Surprisingly, the results overturned those of previous studies that had predicted that PAH molecules would be destroyed near the black hole at the center of an active galaxy. Instead, the analysis revealed that PAH molecules can actually survive in this region, even where high-energy photons could potentially tear them apart. A potential reason could be that the molecules are shielded by large amounts of molecular gas in the nuclear region.
García-Bernete said: “The JWST MIRI gives us a fantastic opportunity to observe galaxies in a way that has simply not been possible until now. We were thrilled to discover that these organic molecules can actually survive in extremely harsh conditions. »
However, even where PAH molecules survived, the results showed that supermassive black holes at the hearts of galaxies had a significant impact on their properties. In particular, the proportion of larger and neutral molecules became more important, indicating that smaller and more fragile charged PAH molecules may have been destroyed.

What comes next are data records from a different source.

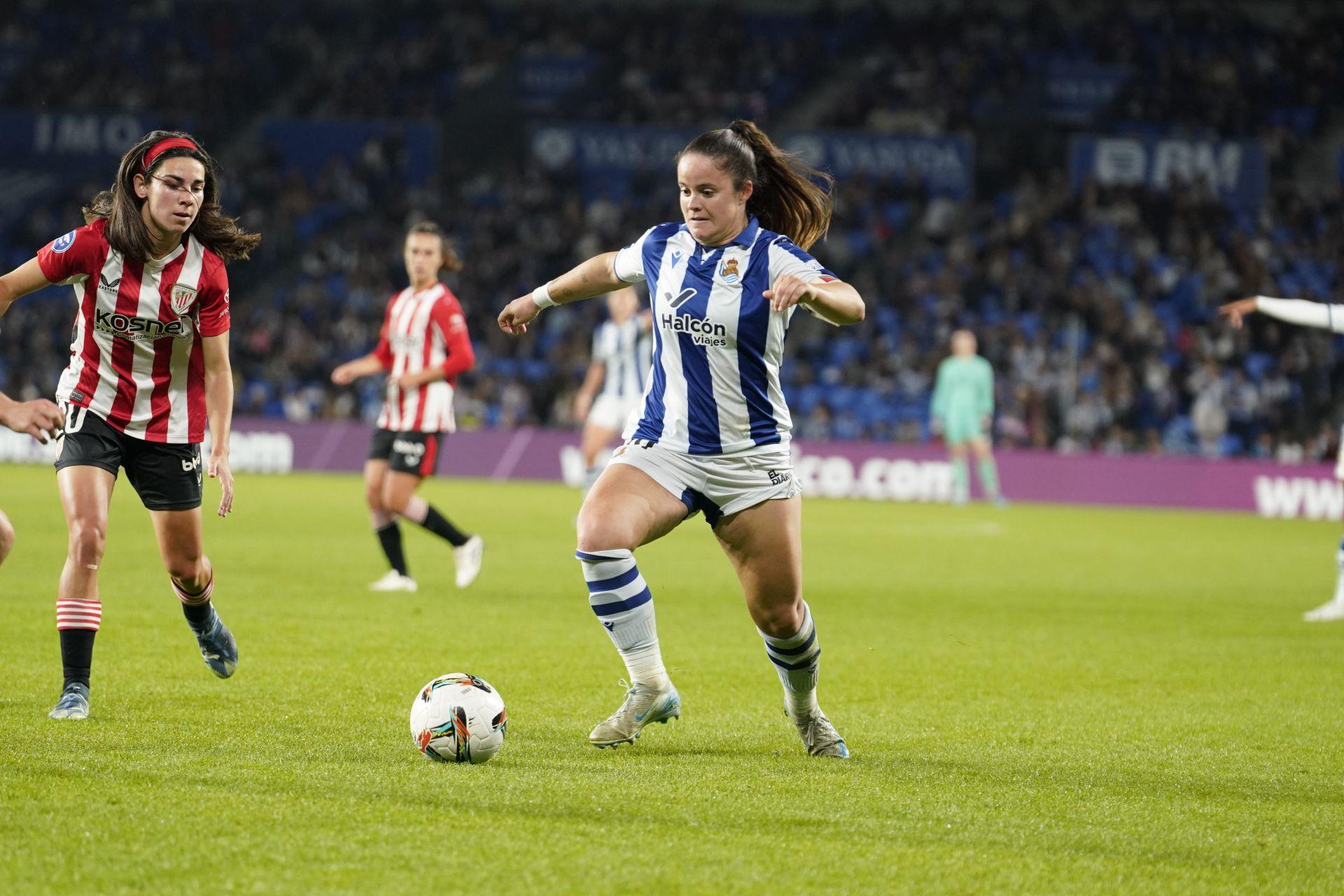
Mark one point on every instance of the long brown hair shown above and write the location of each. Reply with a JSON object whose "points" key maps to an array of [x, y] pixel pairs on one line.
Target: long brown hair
{"points": [[447, 250], [787, 195], [120, 204]]}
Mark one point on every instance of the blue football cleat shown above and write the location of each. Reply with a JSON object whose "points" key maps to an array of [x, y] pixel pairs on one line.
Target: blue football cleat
{"points": [[641, 707], [218, 648], [819, 735], [73, 704]]}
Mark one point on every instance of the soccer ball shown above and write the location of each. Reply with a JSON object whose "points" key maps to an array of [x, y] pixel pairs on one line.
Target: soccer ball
{"points": [[458, 718]]}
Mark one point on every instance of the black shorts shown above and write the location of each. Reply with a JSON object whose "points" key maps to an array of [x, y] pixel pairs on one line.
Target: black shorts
{"points": [[414, 453], [167, 477]]}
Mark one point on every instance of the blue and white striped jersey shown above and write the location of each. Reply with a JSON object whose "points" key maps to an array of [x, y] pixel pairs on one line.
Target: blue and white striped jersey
{"points": [[625, 354], [714, 386]]}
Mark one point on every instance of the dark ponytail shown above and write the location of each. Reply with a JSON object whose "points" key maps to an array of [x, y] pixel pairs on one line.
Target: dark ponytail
{"points": [[787, 195], [127, 232]]}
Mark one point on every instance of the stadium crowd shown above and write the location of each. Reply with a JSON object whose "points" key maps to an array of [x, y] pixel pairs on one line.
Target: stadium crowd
{"points": [[1094, 307]]}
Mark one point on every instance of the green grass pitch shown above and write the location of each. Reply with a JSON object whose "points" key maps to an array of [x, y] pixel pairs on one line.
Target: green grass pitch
{"points": [[1038, 700]]}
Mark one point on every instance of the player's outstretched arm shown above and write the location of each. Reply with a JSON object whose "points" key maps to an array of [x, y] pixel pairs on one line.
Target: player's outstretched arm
{"points": [[831, 300], [219, 409], [39, 418], [351, 371], [1291, 311], [594, 277], [23, 280]]}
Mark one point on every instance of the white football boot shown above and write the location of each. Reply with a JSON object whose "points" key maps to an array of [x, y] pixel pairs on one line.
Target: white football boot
{"points": [[819, 735], [394, 580], [1328, 612], [467, 559], [641, 707]]}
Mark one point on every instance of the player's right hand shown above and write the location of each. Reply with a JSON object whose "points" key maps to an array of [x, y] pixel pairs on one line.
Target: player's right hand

This severely limits the use of these PAH molecules to probe how quickly an active galaxy is creating new stars.
“This research is of great interest to the wider astronomical community, especially those focused on planet and star formation in the most distant and faint galaxies,” García-Bernete said. “It is amazing to think that we can observe PAH molecules in the nuclear region of a galaxy and that the next step is to analyze a larger sample of active galaxies with different properties. This will allow us to better understand how PAH molecules survive and what their specific properties are in the nuclear region. Such knowledge is essential for using PAHs as an accurate tool to characterize the amount of star formation in galaxies, and therefore, how galaxies evolve over time.